O grande Nelson Rodrigues escrevia em suas colunas nos anos 50 que um problema muito sério dos atletas brasileiros era o seu complexo de cachorro vira-lata (na época, vira-lata se escrevia assim, com hífen). Descrevia a nossa capacidade de afinar nas horas decisivas, embora contando com atletas excepcionais. O Brasil assombrou o mundo em 1958 com um time que tinha um moleque menor de idade com um nome esquisito, Pelé, e outro estranho jogador de pernas tortas e nome igualmente esquisito, Garrincha. A inocência de ambos permitiu ignorar o nosso complexa de viralata, ensacando todos os adversários, inclusive os donos da casa, a Suécia. O Brasil entrou no mapa do planeta e até hoje é conhecido mais por suas chuteiras do que feitos históricos.
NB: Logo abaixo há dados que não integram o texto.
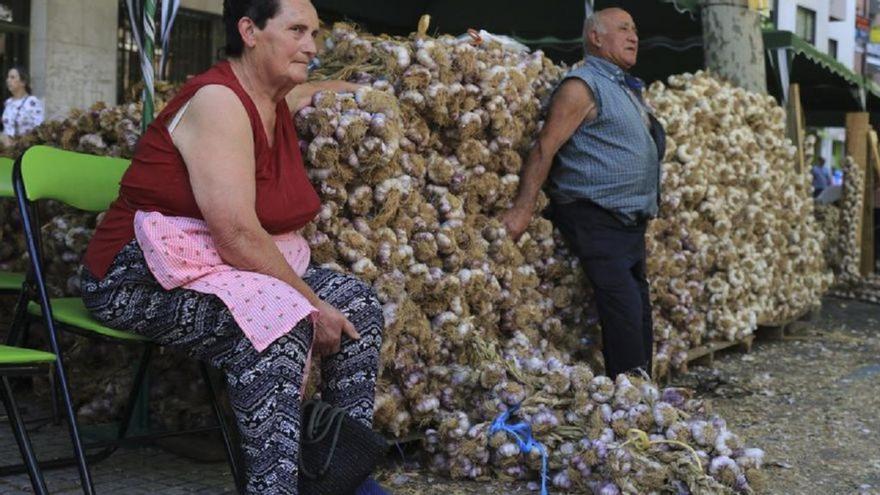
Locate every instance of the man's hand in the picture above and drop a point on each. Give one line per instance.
(516, 220)
(330, 324)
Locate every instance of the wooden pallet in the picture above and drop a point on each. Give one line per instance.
(771, 330)
(704, 355)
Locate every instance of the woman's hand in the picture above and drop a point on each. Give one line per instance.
(330, 324)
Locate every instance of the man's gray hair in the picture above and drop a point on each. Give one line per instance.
(593, 22)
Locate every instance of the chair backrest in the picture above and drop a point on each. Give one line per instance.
(6, 190)
(83, 181)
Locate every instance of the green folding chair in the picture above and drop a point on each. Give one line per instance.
(19, 361)
(88, 183)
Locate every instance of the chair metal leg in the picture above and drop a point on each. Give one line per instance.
(20, 319)
(53, 395)
(78, 449)
(125, 423)
(21, 437)
(235, 467)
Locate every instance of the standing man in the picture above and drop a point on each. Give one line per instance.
(604, 184)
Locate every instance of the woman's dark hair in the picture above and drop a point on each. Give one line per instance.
(24, 76)
(233, 10)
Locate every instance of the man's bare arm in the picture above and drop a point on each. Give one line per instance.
(572, 104)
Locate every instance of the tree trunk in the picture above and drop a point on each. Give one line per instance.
(734, 47)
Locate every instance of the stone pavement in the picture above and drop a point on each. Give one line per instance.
(129, 470)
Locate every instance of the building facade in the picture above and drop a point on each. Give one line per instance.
(829, 25)
(79, 52)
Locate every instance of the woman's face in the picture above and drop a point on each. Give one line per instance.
(14, 82)
(286, 45)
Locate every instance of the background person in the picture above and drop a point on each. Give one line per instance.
(22, 111)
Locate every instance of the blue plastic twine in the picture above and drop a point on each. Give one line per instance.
(522, 432)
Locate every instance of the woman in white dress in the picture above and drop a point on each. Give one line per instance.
(22, 111)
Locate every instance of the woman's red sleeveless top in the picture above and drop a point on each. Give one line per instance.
(157, 179)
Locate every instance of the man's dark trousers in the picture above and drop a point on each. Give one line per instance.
(613, 258)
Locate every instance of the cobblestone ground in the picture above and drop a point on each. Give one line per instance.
(811, 401)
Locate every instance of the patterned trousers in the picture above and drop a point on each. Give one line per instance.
(264, 387)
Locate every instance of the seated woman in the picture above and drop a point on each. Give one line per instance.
(200, 251)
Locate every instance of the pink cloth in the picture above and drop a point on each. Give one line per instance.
(180, 252)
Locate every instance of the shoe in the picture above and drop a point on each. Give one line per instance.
(370, 487)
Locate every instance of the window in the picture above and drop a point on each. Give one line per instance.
(192, 49)
(15, 20)
(805, 24)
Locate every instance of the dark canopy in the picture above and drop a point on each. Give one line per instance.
(670, 36)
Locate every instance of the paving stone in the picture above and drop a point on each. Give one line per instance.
(129, 471)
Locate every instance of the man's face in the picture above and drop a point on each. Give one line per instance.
(617, 39)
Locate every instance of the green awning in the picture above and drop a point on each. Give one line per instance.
(692, 6)
(828, 88)
(799, 46)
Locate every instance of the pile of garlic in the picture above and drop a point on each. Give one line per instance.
(736, 243)
(413, 170)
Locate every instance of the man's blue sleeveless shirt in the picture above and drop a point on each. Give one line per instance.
(613, 159)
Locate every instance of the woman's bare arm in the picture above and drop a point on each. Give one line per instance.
(300, 96)
(216, 141)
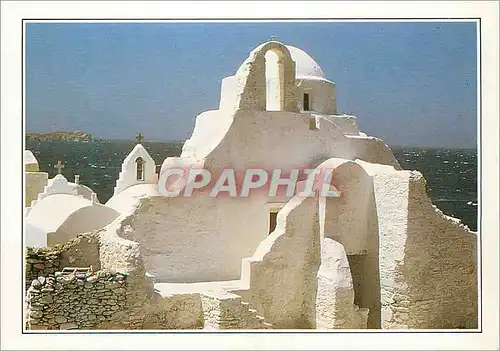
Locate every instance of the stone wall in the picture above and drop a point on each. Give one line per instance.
(40, 263)
(82, 251)
(335, 303)
(440, 266)
(283, 271)
(428, 270)
(35, 183)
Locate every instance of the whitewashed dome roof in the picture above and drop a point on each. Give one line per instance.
(305, 66)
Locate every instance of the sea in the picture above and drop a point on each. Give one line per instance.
(451, 174)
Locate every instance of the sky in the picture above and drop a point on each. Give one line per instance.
(411, 84)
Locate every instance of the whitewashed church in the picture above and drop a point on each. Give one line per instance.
(379, 256)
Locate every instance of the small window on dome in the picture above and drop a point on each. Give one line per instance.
(306, 102)
(140, 168)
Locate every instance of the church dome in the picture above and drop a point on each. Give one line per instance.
(305, 66)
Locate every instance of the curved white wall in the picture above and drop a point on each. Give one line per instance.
(321, 95)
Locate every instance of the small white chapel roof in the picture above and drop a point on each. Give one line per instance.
(30, 161)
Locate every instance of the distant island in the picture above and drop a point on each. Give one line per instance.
(60, 136)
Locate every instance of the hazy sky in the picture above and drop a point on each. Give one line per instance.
(408, 83)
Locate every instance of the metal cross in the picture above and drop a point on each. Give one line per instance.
(139, 138)
(59, 167)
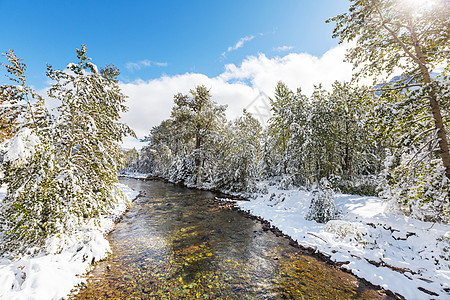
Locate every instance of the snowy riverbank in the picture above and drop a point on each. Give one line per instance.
(401, 254)
(53, 276)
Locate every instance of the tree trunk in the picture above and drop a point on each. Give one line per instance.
(435, 109)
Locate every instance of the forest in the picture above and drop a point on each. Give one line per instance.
(389, 139)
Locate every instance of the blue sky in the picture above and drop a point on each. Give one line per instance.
(154, 38)
(238, 49)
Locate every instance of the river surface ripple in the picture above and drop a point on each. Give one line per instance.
(177, 243)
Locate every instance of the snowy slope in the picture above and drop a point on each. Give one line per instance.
(52, 276)
(401, 254)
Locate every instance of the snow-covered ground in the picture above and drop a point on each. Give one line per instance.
(53, 276)
(401, 254)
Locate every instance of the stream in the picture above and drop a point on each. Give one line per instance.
(178, 243)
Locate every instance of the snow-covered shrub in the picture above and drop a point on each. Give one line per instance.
(322, 207)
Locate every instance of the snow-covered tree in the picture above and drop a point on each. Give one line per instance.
(414, 38)
(322, 208)
(197, 120)
(239, 155)
(66, 169)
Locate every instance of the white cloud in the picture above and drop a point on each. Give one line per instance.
(295, 69)
(283, 48)
(131, 66)
(239, 44)
(150, 102)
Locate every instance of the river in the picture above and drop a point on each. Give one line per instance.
(177, 243)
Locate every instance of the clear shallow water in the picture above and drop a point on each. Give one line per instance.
(175, 243)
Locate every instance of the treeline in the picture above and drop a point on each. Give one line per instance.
(60, 167)
(388, 139)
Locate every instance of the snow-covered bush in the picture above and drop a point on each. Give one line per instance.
(61, 172)
(421, 191)
(322, 207)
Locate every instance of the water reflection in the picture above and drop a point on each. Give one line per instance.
(175, 243)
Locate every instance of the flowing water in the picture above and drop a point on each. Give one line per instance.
(176, 243)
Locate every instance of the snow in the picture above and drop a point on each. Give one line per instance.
(391, 250)
(54, 275)
(21, 146)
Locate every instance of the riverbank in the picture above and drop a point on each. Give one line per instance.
(408, 257)
(397, 253)
(53, 273)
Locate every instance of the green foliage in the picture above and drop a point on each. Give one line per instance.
(323, 135)
(239, 155)
(182, 148)
(411, 115)
(322, 207)
(68, 174)
(388, 32)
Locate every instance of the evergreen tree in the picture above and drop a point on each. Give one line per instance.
(67, 171)
(239, 155)
(197, 120)
(392, 35)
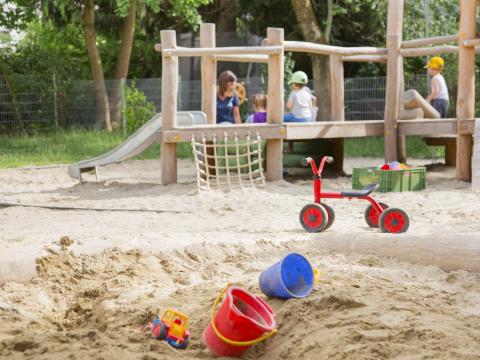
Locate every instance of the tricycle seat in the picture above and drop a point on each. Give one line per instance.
(367, 190)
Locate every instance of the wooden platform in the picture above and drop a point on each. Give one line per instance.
(320, 129)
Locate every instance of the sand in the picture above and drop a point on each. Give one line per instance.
(80, 284)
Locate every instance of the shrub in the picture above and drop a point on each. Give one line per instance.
(138, 110)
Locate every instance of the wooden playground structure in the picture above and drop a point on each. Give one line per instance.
(275, 131)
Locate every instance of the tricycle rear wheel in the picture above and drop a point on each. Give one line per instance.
(330, 215)
(313, 218)
(371, 216)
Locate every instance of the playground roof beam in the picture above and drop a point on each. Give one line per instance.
(321, 49)
(426, 51)
(365, 58)
(243, 58)
(436, 40)
(233, 50)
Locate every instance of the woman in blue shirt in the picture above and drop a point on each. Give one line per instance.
(228, 110)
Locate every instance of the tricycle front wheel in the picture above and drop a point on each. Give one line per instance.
(313, 217)
(330, 215)
(394, 221)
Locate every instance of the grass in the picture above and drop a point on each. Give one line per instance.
(72, 146)
(66, 147)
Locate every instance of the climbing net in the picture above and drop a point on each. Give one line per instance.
(227, 163)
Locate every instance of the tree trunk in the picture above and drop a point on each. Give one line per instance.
(88, 20)
(311, 31)
(123, 61)
(321, 85)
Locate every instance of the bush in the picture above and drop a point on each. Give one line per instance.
(138, 110)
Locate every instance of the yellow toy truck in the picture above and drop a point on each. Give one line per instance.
(172, 327)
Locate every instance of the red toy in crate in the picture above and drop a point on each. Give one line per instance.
(318, 216)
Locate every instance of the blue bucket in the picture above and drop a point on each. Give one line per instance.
(291, 277)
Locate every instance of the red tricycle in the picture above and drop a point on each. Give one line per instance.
(319, 216)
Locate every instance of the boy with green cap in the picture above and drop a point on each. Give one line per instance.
(300, 100)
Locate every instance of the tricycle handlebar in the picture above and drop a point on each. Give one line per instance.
(315, 170)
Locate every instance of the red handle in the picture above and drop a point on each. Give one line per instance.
(264, 304)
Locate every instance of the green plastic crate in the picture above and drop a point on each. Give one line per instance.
(390, 180)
Passamos de amarelões para grande potência futebolística.
Deve demorar mais algumas décadas para deixarmos nosso complexo de viralata nas Olimpíadas. Ontem estava atendendo e soltei um sonoro PQP na recepção quando soube que mesmo César Cielo tinha sido infectado pela bactéria Affinococus e bebido água atrás de dois moleques que não são recordistas mundiais. Há quatro anos chorou de alegria, ontem chorou de decepção. Hoje, já refeito e orientado pela Assessoria de Imprensa e patrocinadores, destacou que tinha mais uma medalha olímpica em sua coleção, o que era um privilégio. É verdade, Césão. Não é qualquer um que tem duas medalhas olímpicas no cabideiro. Mas não deixe de esterilizar a sua medalha de bronze, ela está contaminada pela temida bactéria. Temos poucos candidatos ao ouro em nosso esporte olímpico, trazer um bronze não é consolo.
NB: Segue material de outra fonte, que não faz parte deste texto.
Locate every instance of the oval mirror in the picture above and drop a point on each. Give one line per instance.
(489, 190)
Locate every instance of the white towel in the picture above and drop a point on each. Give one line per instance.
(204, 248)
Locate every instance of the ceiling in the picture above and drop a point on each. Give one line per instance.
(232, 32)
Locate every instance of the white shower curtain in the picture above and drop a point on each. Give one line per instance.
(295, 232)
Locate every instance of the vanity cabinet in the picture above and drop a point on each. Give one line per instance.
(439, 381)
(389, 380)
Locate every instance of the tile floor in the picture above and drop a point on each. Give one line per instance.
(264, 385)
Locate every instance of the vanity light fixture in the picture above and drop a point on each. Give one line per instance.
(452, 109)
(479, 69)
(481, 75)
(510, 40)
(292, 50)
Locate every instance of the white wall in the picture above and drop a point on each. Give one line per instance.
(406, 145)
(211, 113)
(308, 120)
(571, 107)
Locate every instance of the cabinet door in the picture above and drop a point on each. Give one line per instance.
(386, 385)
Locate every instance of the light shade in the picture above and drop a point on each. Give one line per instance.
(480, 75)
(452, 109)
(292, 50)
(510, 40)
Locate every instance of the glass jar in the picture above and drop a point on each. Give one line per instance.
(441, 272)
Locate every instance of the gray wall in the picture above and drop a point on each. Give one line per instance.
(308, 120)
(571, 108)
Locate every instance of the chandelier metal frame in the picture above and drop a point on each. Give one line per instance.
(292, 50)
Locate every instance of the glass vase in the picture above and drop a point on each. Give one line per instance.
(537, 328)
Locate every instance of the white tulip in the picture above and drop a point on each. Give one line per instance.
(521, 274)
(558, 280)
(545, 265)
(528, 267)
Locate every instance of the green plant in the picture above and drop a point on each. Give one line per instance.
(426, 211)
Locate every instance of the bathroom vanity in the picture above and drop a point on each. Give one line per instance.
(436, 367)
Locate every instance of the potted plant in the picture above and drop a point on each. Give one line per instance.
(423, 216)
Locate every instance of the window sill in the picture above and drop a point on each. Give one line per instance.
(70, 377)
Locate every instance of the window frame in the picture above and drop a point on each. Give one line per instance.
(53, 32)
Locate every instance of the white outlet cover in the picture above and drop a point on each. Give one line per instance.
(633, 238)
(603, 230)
Nossos olhos se voltam para o inacreditável presidente do Comitê Olímpico Brasileiro, Artur Nuzman. O que ele está fazendo por lá? Até Ricardo Teixeira já caiu, quanto tempo teremos que aturar esse senhor? Milhões e milhões despejados em programas de fomento e nada de metas, nada de previsões, nada de resultados? Esse senhor nem vem a público se pronunciar, nem sequer estimar para onde foi a dinheirama. Continuamos atrás do Cazaquistão no quadro de medalhas. Eu ficaria mais tranquilo se soubesse onde fica o Cazaquistão.
Na Olimpíada de Sidney, se não me engano, o incrível Nuzman resolveu levar um gurú motivacional para trabalhar nossos atletas. Ele deu palestras eufóricas, fez o time de Vôlei andar em brasas e prometeu uma chuva de medalhas. O Vôlei foi eliminado nas quartas de final, para a Argentina (!), não ganhamos nenhuma medalha de ouro e nunca mais levaram nenhum gurú antes dos jogos.
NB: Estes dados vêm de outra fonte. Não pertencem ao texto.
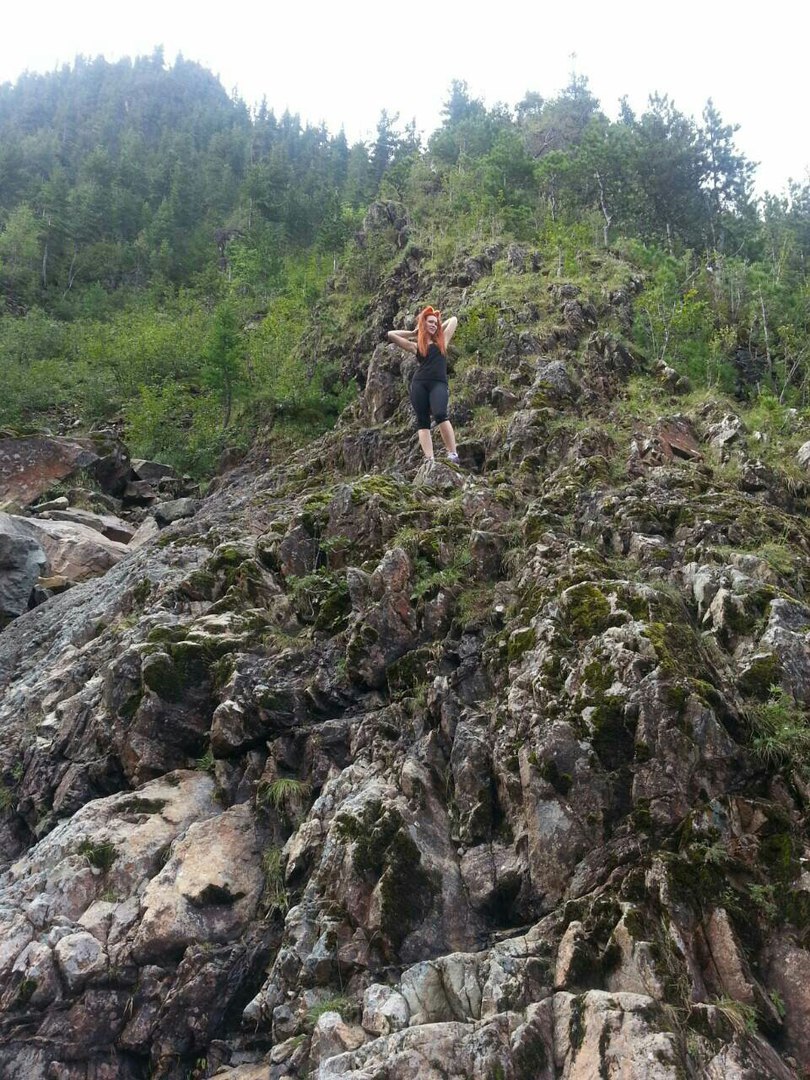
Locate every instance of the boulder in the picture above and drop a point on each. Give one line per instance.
(22, 562)
(31, 464)
(164, 513)
(108, 525)
(151, 471)
(76, 552)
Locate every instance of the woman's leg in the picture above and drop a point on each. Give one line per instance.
(448, 436)
(420, 401)
(439, 403)
(426, 441)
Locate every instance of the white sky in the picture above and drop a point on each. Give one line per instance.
(342, 64)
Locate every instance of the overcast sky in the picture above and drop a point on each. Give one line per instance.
(342, 64)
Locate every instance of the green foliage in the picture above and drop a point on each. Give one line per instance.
(338, 1003)
(205, 764)
(742, 1016)
(780, 732)
(272, 866)
(285, 794)
(99, 853)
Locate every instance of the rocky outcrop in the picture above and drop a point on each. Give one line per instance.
(369, 769)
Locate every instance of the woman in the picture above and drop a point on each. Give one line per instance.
(429, 392)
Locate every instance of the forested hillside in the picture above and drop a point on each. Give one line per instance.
(351, 767)
(165, 255)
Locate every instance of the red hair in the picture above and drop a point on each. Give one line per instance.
(422, 337)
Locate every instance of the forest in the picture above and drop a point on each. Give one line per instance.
(171, 259)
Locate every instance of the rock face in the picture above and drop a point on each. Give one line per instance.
(29, 466)
(22, 561)
(375, 770)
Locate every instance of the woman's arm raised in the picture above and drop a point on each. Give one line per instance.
(399, 338)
O nosso único ouro até agora, conquistado pela menina do judô, Sarah Menezes, teve o agradecimento emocionado da atleta à sua psicóloga, que a ajudou a erradicar o Affinococus do final de suas lutas.
Nossos atletas deveriam ter completa assistência psicológica. Os técnicos também. Os atletas sabem que nas Olimpíadas é sua única chance de ter toda a atenção da mídia. Hoje eu vi Fabiana Murer carregando o país em seu salto com vara. Os atletas ficam pesados e os resultados reforçam as nossas decepções, todo dia. Fabiana vergou sob esse peso.
Nosso esporte precisa de profissionais que ajudem a tirar o peso dos ombros dos atletas. Só assim deixaremos nossos complexos na lixeira da Vila Olímpica.